CHAPDISC: DH33, The Prince's Tale
Happy Smiley
happyjoeysmiley at yahoo.com
Thu Nov 13 04:29:11 UTC 2008
No: HPFGUIDX 184836
>>Joey:
>>I still don't understand why *Snape* chose that memory to come on
>>top of his mind. He could have easily gone for simple,
>>good-for-nothing memories thus maintaining his data privacy.
>>Pippin:
>>It was a double bluff, IMO. Snape didn't want Harry or Voldemort to
>>know how good at maintaining data privacy Snape actually was. The
>>memories Snape was eliciting from Harry were not simple,
>>good-for-nothing ones, so it would have been suspicious if the
>>deflected spell pulled fluffy-bunny memories from Snape.
Hmmm, interesting point indeed... but if Voldy can show Harry a false vision of Sirius being crucio-ed why can't Snape do something similar to both Voldy and Harry? He could have "shown" something seemingly true but actually false - he was always mentally prepared for performing occlumency, whether it was with Voldy or Harry. Yet he seems to have chosen to show the real one to Harry.

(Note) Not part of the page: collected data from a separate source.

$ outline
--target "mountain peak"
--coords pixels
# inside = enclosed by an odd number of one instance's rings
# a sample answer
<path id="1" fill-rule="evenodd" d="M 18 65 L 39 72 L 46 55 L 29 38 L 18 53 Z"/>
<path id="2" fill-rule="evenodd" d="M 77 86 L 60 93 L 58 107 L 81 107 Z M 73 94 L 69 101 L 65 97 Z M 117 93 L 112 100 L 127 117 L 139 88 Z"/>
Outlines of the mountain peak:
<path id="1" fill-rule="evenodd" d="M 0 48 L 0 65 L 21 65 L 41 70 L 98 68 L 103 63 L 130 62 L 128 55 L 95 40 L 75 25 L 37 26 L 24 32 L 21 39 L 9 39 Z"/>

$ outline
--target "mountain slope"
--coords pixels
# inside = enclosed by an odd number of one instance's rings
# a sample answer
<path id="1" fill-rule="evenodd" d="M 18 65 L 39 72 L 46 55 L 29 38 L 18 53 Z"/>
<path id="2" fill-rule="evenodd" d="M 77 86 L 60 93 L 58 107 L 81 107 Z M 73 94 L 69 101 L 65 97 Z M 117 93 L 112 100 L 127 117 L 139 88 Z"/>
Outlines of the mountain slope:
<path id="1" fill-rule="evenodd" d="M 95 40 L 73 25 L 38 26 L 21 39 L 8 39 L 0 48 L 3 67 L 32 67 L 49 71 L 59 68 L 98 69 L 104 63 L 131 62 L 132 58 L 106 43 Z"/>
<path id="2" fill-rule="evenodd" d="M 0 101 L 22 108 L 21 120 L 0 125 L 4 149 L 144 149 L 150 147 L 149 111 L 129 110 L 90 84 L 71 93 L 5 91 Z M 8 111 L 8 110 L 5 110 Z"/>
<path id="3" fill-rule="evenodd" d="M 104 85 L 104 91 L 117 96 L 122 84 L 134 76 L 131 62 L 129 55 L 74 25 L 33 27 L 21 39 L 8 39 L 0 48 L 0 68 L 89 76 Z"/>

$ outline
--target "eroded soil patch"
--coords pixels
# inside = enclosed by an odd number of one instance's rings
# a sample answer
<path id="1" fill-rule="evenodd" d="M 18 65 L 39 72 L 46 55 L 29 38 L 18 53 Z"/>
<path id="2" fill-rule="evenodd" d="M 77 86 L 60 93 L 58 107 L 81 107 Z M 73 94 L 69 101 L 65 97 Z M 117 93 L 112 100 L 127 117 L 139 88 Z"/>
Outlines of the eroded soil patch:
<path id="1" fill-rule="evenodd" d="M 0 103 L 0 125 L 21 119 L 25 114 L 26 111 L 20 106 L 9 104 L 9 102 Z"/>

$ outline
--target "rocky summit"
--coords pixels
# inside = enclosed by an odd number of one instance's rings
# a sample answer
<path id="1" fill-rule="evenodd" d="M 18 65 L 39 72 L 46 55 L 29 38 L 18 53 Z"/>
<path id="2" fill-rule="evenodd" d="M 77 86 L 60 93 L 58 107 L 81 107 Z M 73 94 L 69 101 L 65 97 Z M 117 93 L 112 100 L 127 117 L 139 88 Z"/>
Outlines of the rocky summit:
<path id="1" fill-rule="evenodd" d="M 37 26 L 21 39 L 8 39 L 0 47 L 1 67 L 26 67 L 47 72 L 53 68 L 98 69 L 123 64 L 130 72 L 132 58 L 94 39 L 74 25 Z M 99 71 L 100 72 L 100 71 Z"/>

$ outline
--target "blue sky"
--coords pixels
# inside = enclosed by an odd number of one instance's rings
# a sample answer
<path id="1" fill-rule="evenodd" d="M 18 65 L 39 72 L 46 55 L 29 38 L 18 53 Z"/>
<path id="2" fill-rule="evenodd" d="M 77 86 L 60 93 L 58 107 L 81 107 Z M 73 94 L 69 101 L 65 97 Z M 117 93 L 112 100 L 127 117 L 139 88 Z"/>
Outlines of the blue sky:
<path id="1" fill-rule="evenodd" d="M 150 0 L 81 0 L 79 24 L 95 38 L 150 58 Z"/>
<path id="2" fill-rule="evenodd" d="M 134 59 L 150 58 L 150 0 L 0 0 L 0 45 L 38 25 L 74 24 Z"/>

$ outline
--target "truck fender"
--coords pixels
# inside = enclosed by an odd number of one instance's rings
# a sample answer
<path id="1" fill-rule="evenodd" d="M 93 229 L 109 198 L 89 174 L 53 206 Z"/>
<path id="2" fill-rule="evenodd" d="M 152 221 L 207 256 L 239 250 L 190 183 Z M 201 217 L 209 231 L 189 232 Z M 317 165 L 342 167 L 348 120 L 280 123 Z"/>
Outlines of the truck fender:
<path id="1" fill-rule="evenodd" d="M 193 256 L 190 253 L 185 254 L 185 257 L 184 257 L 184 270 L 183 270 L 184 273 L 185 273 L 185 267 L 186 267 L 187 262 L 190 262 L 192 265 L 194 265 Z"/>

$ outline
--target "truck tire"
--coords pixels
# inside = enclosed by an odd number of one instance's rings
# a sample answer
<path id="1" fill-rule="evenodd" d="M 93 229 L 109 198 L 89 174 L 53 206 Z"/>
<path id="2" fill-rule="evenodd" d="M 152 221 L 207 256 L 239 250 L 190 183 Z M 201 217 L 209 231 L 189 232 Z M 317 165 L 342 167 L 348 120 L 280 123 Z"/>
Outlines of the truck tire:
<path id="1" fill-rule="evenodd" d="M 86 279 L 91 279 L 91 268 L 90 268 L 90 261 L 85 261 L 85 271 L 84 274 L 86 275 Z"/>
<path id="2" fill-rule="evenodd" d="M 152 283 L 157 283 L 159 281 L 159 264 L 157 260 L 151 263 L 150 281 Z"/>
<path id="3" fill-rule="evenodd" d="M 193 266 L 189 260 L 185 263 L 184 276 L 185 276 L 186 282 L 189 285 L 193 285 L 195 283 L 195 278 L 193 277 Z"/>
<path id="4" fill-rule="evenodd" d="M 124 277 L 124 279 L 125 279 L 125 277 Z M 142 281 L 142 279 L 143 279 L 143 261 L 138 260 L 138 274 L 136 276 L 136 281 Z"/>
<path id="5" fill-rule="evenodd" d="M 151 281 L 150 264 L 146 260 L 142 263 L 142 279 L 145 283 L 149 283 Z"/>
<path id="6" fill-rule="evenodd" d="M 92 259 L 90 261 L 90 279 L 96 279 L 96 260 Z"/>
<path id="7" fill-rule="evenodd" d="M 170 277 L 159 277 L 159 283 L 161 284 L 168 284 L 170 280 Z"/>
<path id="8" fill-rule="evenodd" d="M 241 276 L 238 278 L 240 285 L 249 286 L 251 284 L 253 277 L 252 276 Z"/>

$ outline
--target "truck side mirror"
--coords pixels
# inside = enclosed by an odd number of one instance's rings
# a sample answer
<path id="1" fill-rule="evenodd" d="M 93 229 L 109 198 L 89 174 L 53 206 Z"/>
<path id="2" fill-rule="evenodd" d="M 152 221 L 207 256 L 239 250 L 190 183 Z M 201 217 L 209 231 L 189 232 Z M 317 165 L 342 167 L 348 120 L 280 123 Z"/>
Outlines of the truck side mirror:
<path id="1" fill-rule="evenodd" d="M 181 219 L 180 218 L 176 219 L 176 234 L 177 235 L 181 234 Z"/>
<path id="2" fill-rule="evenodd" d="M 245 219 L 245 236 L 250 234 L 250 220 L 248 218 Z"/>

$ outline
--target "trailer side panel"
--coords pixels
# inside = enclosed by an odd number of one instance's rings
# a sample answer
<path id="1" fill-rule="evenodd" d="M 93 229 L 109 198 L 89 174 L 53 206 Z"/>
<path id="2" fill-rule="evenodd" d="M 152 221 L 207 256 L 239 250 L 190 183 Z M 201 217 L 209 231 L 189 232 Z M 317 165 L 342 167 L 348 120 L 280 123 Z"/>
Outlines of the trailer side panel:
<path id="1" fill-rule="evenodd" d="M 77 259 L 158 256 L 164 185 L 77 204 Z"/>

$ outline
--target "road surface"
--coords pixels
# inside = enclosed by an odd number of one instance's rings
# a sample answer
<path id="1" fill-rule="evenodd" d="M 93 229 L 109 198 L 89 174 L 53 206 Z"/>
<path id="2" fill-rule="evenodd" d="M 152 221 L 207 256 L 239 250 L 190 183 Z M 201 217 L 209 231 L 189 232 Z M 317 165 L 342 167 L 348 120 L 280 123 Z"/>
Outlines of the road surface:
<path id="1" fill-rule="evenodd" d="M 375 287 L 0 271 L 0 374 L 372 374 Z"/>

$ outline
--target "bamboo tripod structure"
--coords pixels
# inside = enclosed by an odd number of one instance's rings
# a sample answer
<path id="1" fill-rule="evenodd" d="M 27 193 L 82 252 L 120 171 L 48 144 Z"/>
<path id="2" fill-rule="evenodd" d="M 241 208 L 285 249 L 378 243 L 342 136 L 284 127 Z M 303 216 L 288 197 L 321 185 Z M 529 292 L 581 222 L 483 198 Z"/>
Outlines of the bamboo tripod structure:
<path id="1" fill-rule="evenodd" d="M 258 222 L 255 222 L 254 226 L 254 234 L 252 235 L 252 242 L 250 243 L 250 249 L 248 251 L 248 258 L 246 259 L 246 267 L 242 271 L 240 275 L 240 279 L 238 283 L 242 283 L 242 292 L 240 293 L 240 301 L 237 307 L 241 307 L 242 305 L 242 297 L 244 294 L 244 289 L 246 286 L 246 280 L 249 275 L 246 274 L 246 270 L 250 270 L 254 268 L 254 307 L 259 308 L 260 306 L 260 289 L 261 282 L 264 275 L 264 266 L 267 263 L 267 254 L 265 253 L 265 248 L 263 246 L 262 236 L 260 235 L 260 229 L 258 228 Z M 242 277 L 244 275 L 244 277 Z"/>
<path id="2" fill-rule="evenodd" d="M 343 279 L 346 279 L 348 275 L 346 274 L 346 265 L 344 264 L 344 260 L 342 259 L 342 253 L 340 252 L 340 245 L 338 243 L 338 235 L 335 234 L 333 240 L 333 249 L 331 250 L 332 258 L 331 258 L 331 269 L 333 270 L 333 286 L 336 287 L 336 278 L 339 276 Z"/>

I doubt that Harry *accidentally* saw the memory given that Snape was known to be an excellent occlumens. Even if we consider the possibility of Snape having remembered his horrible childhood memories after seeing those of Harry's, Snape was prepared for the lesson and the legilimency that Harry was about to perform on him. For a person who can look back calmly into Voldy's face while people around are unable to stand the ferocity of Voldy's gaze, this kind of slip with a boy totally new to legilimency/occlumency seems quite odd to me. May be one explanation is that this was just a weak moment for Snape. Another *remotely* possible reason could be that he did soften a bit and gave in to an impulse to indeed share a similar memory with Harry.